Ultimately, after two visits, she seemed worse.  She seemed to have difficulty standing.  Her sobs continued.  Her officer and I sympathetic but worried about being tricked.  She was given pain meds and transferred for an MRI.  Maybe there was something going on in her spinal cord. Maybe a hematoma, maybe an abscess.  Who knew?

Here is the conundrum of compassion, as it were.  The compassionate will be cheated, fooled, and lied to.  This is life in the ER. This is life on earth.  The right thing is often, in the rear-view-mirror, exactly the wrong thing, as those who fool us laugh and drive away.

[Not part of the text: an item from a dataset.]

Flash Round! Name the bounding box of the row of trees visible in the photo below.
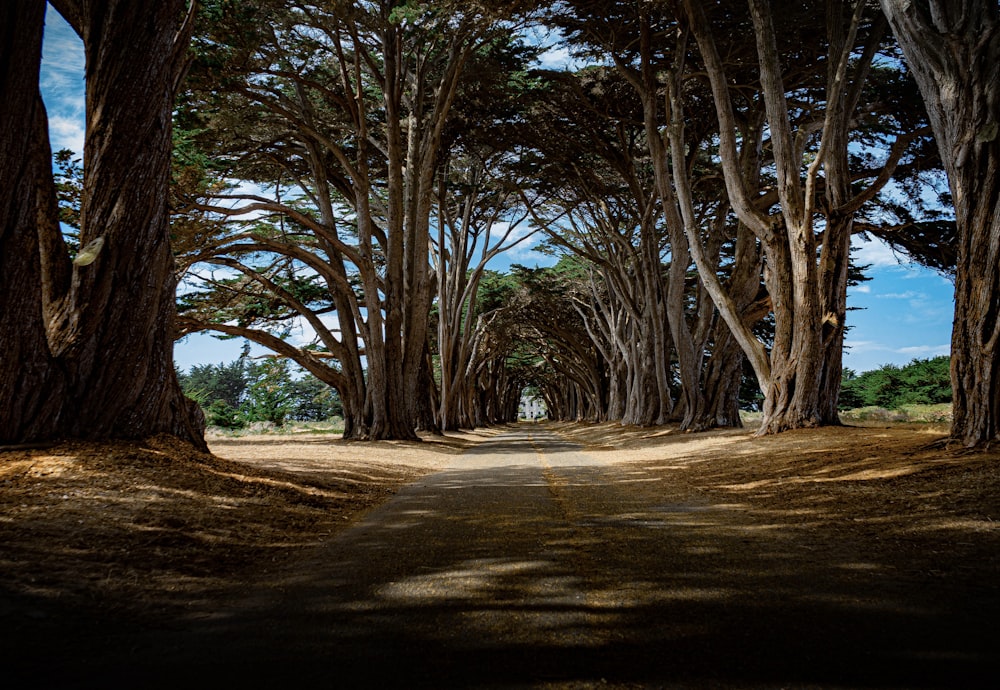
[173,0,951,437]
[174,0,543,439]
[182,348,951,428]
[2,0,998,448]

But we have the last laugh.  Because the right thing is just that.  The right thing.  And it’s a great lesson here in the Lenten season.  To show kindness, to give mercy, to expect to be the butt of the joke, the patsy, these are all the ‘price of doing business,’ when our business is being like Jesus.

I believe she had pain, but even if she lied to me, even if she gamed me, it’s OK.   I’m not offended.  She was vulnerable. She was wounded. She was broken.  She was a prisoner. And here’s what Isaiah, God’s prophet, said about captives and prisoners.  And notice, no mention of guilt, or of punishment deserved or earned.  Isaiah 61: 1-3

The Spirit of the Sovereign Lord is on me,
because the Lord has anointed me
to proclaim good news to the poor.
He has sent me to bind up the brokenhearted,
to proclaim freedom for the captives
and release from darkness for the prisoners,a
2to proclaim the year of the Lord’s favor
and the day of vengeance of our God,
to comfort all who mourn,
3and provide for those who grieve in Zion—
to bestow on them a crown of beauty
instead of ashes,
the oil of joy
instead of mourning,
and a garment of praise
instead of a spirit of despair.
They will be called oaks of righteousness,
a planting of the Lord
for the display of his splendor.

Jesus said the same thing at the beginning of his ministry.  Luke 4: 16-21.

Jesus returned to Galilee in the power of the Spirit, and news about him spread through the whole countryside. 15 He was teaching in their synagogues, and everyone praised him.

16 He went to Nazareth, where he had been brought up, and on the Sabbath day he went into the synagogue, as was his custom. He stood up to read, 17 and the scroll of the prophet Isaiah was handed to him. Unrolling it, he found the place where it is written:

18 “The Spirit of the Lord is on me,
because he has anointed me
to proclaim good news to the poor.
He has sent me to proclaim freedom for the prisoners
and recovery of sight for the blind,
to set the oppressed free,
19 to proclaim the year of the Lord’s favor.”[f]
20 Then he rolled up the scroll, gave it back to the attendant and sat down. The eyes of everyone in the synagogue were fastened on him. 21 He began by saying to them, “Today this scripture is fulfilled in your hearing.”

In this passage is healing and liberty.  And nobody is a ‘jailbird’ or ‘scumbag’ or ‘crook’ or ‘junkie.’  Jesus wants to offer this to all.

This Lenten season, can I do any less?  I, a captive of sin as all of us are, delivered and healed? I with blind eyes, seeing clearly thanks to my redemption?  God knows if I lie to him, if I try to trick him. And loves me anyway.

And if it takes showing mercy to the meth-using prisoner with back pain to honor the mercy I received, well it’s a small price to pay.